Perhaps the best way to see and enjoy some of the breathtaking attractive landscapes is taking the non-express passenger train that leaves every day to dirrir dhaba ,is a Somali name which simply means "a place of fighting".
As it moves slowly through zigzagging valleys and flatlands, your eyes would catch herds of camels and cattle grazing along the sides of the railways. This is an area where the traditional culture of Somali nomads still remains intact. As the century old passenger-train approaches into the Aware Afdam, a town that lies approximately between Addis Abeba and Dire Dawa for one hour stop, it is welcomed by an army of nomadic children waving their hands to the incoming travellers.
The town has all characters that make Somalis different culturally from other Ethiopian ethnic groups. The charming young Somali girls selling fresh camel milk in leather containers on both sides of the railway and Somali nomads men displaying traditional handcrafts gives more colourful attraction to the relatively small market of this rural town. Men with pair of white togas and young men in their traditional dresses are frantically busy beckoning at travellers´ beck and call to sell locally made handcrafts and other souvenirs at a hand down price.

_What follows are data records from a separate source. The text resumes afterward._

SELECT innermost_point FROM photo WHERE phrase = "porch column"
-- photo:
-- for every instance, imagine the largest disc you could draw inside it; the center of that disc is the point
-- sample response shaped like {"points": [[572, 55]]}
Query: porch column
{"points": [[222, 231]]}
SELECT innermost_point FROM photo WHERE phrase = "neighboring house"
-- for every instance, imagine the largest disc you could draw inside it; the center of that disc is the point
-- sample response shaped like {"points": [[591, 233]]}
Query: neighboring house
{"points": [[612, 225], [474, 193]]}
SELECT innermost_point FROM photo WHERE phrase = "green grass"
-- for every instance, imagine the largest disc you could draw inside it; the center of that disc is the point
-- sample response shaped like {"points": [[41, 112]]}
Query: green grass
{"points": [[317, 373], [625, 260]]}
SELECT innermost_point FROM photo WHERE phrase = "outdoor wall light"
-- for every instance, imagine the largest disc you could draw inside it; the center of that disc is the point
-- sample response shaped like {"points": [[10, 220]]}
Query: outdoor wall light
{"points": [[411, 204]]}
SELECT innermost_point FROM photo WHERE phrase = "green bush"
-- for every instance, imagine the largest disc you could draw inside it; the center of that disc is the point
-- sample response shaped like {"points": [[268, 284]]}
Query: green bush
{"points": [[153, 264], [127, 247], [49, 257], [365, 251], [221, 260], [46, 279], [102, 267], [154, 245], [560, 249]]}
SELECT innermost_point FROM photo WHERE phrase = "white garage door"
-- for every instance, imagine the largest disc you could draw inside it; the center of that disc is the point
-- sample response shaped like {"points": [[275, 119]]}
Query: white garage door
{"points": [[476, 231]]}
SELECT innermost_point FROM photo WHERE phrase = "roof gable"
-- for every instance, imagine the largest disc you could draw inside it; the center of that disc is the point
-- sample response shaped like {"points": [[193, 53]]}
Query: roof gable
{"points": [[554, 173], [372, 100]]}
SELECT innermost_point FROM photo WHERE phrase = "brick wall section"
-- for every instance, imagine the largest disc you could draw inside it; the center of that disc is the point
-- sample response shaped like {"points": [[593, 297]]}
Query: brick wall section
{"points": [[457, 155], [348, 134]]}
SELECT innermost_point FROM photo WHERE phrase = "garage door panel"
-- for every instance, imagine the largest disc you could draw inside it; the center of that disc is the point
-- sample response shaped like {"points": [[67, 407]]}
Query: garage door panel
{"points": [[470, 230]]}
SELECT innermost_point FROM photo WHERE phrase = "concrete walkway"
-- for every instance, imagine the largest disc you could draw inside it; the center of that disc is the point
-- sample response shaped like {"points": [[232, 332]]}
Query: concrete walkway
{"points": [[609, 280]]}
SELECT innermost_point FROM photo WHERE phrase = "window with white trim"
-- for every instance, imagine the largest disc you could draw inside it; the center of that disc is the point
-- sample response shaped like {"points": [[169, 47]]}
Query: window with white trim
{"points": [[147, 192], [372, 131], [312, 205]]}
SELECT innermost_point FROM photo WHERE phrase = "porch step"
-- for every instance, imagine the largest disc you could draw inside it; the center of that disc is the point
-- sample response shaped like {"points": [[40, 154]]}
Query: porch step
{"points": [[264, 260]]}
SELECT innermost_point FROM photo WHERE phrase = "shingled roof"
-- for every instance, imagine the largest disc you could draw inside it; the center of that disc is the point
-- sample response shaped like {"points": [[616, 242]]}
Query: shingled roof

Traditional Somali dagger is clearly visible on the hips of every grown up Somali man who reached at the age of manhood. The traditional dagger mounted on the hip is known as "Golxob".But travellers should never try to tamper with Somali daggers. All shops are straddled on both sides of the railway where, everything that reflects Somali culture, from handcrafts to leather praying mats are displayed. The salivating goat meat assails one´s nostrils before he finds himself sitting in one of those small Somali restaurants.
Perhaps our sightseeing trip would be incomplete without visiting the ancient historical city of Harar.Without Harar´s rich agricultural hinterland in which almost variety of fruits, vegetables, coffee and other grains are grown both for local consumption and export, Harar province is also the bread basket of the Ogaden.
The journey to Harar from Dire Dawa is also perhaps the most fascinating one. Here, all kinds of public transport facilities´ are available, much depending on your own pocket - from luxurious taxis to heavy trucks. After all, Harar is not far away from Dire Dawa.It is only less than a two hour drive by bus. There is a around clock bus service between the two cities that stops at every way-station where passengers, either get off, or buy local products from vendors.
Maintained macadamized highway from Dire Dawa to Harar, provides a delightful journey with numerous panoramic views. As the carefully driven bus ascends on the sneaking Dangago pass, one´s eyes catches the beautiful evergreen mountains decorated with systematically planned terraces on which coffee and khat plants are grown. It reminds me that equally famous of Sheikh-Pass in Somaliland Republic.